Mr. Volcker was appointed by the former World Bank President, Paul Wolfowitz, to lead a panel of international experts to conduct an independent review of INT.
The fact is, says the report, “For much of the Bank’s history, the impact of corruption on development generally, and on the Bank’s lending operations in particular, was not faced squarely. … There was then, and remains now, resistance among important parts of the Bank staff and some of its leadership to the work of INT.”
While the report said “the amounts of money lost and project failures because of bribes, collusion, and other illicit activity has never been properly estimated … available evidence from INT investigations suggests that it is a sizable fraction of the funds provided for some Bank projects.” The New York Times reports [PDF] that current and former officials at the Bank say that some form of fraud affects as much as 40 percent of the Bank’s programs.
Volcker’s team notes that the INT has come under “particularly strong” institutional attack since it was created six years ago. One of those attacks came as recently as three weeks ago from the Government Accountability Project (GAP), a public interest law firm and whistleblower protection organization which accused INT in general, and its head, Suzanne Rich Folsom, in particular, of excessive secrecy, inconsistencies in its treatment of cases, links to Republican Party interests, and a conflict of interest stemming from Ms. Folsom’s twin positions as INT director and counselor to the president of the Bank.
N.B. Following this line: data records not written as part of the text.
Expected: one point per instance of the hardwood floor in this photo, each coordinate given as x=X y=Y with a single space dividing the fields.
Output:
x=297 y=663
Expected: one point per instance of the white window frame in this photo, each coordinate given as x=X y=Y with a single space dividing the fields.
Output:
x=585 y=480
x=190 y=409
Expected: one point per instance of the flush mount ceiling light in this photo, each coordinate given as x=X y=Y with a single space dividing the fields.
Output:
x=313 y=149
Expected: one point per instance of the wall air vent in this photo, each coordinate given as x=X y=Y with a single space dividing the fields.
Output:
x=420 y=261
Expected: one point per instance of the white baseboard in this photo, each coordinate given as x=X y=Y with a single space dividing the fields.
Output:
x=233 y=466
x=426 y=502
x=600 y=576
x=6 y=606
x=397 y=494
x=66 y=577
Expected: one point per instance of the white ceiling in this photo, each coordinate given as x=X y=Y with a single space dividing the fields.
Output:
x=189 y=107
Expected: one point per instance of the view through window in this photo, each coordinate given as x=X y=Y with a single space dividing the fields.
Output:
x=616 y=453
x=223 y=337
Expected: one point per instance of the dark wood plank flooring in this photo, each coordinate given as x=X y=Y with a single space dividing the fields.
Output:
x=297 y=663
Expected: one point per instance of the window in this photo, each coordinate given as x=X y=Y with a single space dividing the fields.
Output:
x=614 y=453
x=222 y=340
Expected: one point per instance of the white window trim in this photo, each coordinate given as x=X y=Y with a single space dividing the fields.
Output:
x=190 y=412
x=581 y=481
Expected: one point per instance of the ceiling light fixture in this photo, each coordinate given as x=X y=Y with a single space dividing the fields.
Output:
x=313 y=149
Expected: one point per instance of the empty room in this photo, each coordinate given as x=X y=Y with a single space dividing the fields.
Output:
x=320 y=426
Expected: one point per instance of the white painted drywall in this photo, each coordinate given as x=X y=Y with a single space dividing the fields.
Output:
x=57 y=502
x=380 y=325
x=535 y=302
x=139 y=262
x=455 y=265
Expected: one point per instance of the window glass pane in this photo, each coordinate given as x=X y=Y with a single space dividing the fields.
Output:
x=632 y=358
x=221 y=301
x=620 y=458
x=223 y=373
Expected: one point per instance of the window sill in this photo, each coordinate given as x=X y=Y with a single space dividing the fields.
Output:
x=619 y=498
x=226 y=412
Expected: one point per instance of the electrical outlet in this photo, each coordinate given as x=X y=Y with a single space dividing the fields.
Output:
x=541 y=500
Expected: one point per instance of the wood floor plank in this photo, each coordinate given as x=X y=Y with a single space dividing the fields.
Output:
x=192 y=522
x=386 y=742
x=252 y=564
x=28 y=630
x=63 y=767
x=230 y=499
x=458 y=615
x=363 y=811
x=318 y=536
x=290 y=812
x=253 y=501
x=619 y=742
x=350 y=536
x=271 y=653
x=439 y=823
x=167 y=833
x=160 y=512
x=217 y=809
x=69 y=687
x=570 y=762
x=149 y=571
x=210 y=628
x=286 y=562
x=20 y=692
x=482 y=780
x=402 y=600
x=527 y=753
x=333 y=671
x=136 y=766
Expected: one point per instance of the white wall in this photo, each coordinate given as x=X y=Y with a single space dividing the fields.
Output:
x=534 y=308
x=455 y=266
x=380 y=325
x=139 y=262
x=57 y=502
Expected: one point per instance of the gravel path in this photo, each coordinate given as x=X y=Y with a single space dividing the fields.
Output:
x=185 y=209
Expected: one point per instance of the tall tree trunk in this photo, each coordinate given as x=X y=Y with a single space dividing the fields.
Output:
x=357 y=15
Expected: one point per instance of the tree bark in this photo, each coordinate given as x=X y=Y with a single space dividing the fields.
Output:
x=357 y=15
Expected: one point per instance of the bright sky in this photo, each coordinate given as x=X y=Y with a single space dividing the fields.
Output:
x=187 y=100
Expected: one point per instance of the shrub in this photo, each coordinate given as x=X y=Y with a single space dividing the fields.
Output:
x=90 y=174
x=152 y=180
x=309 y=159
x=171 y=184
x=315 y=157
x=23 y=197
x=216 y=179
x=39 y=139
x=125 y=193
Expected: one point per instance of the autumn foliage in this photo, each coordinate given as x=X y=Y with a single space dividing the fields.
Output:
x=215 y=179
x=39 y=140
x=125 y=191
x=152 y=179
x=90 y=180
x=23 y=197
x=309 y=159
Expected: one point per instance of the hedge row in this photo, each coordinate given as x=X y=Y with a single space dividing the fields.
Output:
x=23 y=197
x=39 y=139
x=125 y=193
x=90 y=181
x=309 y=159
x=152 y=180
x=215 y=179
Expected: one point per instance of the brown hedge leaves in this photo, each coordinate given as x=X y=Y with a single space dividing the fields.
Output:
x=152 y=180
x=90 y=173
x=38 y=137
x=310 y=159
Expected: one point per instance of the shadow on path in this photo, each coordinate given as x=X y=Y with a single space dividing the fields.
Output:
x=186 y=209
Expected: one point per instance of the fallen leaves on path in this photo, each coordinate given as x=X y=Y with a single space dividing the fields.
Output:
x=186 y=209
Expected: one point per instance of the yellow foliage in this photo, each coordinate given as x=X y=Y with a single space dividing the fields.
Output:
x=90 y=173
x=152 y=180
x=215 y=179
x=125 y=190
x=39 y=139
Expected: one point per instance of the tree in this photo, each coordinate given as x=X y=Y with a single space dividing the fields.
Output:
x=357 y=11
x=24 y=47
But, as the Washington Post points out [PDF] , “While it recommended some tweaks in the INT’s practices and procedures, Mr. Volcker’s panel essentially concluded that, under Ms. Folsom, the office is doing a vitally important job reasonably well” and recommended that her position as head of INT have the rank of Vice President, with its line of direct responsibility to the President.
In interviews, Mr. Volcker said his panel had found no evidence [PDF] of politically motivated, biased work by the INT unit or favoritism from Ms. Folsom, to whom he gave “high marks.”